Ames Housing Project

02 Sep 2018.

So you’ve finally decided enough is enough. Dealing with landlords and apartments has become too much of a hassle, and its about time to start investing your money in something important. It’s time to buy a house.

"Looks like a nice place!"Looks like a nice place!

Now it’s time to start investigating some listings. If you choose to look online, you may find some super helpful websites like Zillow. One common feature is the predicted price, or as it’s known in Zillow, the “zestimate.”

Some of you may be wondering how exactly these companies come up with their estimates. It may seem obvious that they include things like the number of bedrooms, the number of bathrooms and the size of the house and property, but what else is included? How much influence does the kitchen have? What about a basement or a garage? Or the shape of and property and if there are any hills?

In this project, I sought to answer some of these questions by building a model to predict the price of a house. This project was based on a Kaggle competition.


Defining the Problem:

As this was a kaggle competition, the problem definition was provided for me as follows: “The website Zillow wants to create a “market value” tool that will allow customers using their site to see an estimated price for any home they list on the site. This tool should be able to generalize to all houses within the city of Ames, Iowa.”


Gathering Data:

Again, because this was a kaggle competition, data was provided in the form of two .csv files, a training data set and a testing data set. The csv file contained information on approximately 2,000 houses that were sold between 2005 and 2010 in Ames, with 80 features given for each sale. There was also a holdout set of approximately 900 houses provided to evaluate the strength of my model.


Exploratory Data Analysis:

Once we’ve obtained our data (thanks again kaggle!), the first thing to do is some quick investigation into what exactly we are dealing with. The table below shows some basic information for the training and testing data sets.

  Rows Columns Nulls
Training 2051 81 9822
Testing 879 80 4175

One of the first things I did was to check for null values, and there were a bunch of missing pieces of information. The graph below shows the percentage of missing data from the six categories with the most null values in both the training and testing set.

Percentage of values that were null by category in train and test setPercentage of values that were null by category in train and test set

Because of the extreme number of missing values in the Pool QC, Misc Feature, Alley, and Fence features, I decided to drop these from both the training and testing dataset. For Pool QC and Misc Feature, the information captured in these variables could also be seen in the Pool Area and Misc Feature Value variables respectively.

There were other categories that also contained missing values; in total 26 different categories were missing values. Thus began the process of cleaning the remaining 77 features within the data set.


Data Cleaning

Cleaning is fun!Cleaning is fun!

Before doing any modeling, all data must be numeric. Considering that this data set started with about half of the data entered as strings, data cleaning was a pretty hefty piece of work. There were several quality and condition rating columns that ranked specific parts of a house on a scale from poor to excellent. Since these are ordinal categorical values, I decided to convert the ratings to numerical values and treat them as continuous variables.

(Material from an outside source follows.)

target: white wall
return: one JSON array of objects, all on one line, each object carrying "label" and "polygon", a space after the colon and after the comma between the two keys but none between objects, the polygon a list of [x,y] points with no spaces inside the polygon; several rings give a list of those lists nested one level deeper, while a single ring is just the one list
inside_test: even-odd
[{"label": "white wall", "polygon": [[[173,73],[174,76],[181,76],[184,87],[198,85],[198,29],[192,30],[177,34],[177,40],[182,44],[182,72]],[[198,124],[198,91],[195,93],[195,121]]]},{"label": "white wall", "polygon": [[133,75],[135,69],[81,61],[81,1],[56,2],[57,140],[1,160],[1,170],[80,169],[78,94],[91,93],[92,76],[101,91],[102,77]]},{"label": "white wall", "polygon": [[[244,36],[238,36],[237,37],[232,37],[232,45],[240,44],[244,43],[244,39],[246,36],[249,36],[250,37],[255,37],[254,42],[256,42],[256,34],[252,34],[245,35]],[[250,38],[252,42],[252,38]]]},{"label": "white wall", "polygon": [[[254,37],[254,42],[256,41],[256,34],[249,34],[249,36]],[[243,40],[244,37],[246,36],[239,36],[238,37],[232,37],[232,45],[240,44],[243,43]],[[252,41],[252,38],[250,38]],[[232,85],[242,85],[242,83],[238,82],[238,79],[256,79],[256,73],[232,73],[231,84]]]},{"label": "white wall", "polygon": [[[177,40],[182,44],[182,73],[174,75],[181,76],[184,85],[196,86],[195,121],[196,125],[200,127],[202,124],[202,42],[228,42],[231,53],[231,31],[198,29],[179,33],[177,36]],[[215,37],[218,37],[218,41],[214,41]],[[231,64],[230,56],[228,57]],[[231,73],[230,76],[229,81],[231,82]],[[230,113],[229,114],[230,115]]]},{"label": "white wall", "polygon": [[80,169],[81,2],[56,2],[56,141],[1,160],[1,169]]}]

Next I created dummy variables for as many of the categorical features as I could. After dropping a few specific observations with many null values, I was left with three variables with a large number of null values: Mas Vnr Area, Gar Yr Blt and Lot Frontage.

The null values in the masonry veneer area category represented houses that did not have any masonry veneer, so it was an easy decision to replace the missing values with zeros. The garage year built and lot frontage variables were considerably more complicated.

First I looked at the garage year built and saw that null values represented houses without garages. Then I looked at the houses with garages for the distribution of years garages were built, and the relationship between garage year and sale price.

The distribution of Garage Year Built is severely left skewed The distribution of Garage Year Built is severely left skewed

There seems to be a positive correlation between Garage Year Built and sale price...hey what about that garage from the future? There seems to be a positive correlation between Garage Year Built and sale price…hey what about that garage from the future?

So first things first, we can’t have a house with a garage built 200 years from now (unless Doc and Marty have started a time traveling construction business). Since the house was remodeled in 2007 and the garage year built was 2207, I assumed this was a data entry error and replaced 2207 with 2007.

For the remainder of the houses without garages, the question of what year to use for this category was a tough one. Using the year that the house was last remodeled or the year the house was built would artificially inflate the price of newer houses without a garage and artifically deflate the price of houses with older garages. Using a 0 would not make sense, as it would drastically lower the correlation between the year a garage was built and the sale price of a house. Instead, I decided to use 1918.5, which is the minimum value for garage year built that was not an outlier.

Last up was the lot frontage. Since I did not want to just use the average value of the lot frontage, I decided to try and predict the values of the lot frontage using linear regression. I used all variables except for Lot Frontage, SalePrice, PID, and Id as predictor variables. I made the set where the Lot Frontage was null into my holdout set and did a train/test split on the remaining data. I then tested out a multiple linear regression, a lasso regression, and a ridge regression by fitting to the training data and scoring on the testing data. The ridge regression had the best performance, so I used predictions from the ridge regression to fill in the missing values for both the training and testing sets.

Feature Selection

Now that all of the data is clean, we can finally jump into selecting features. For my first model I wanted to keep things simple, and decided to start with just a few feature that had the strongest correlation with sale price. First, I had to determine which features had the strongest correlation with the sales price.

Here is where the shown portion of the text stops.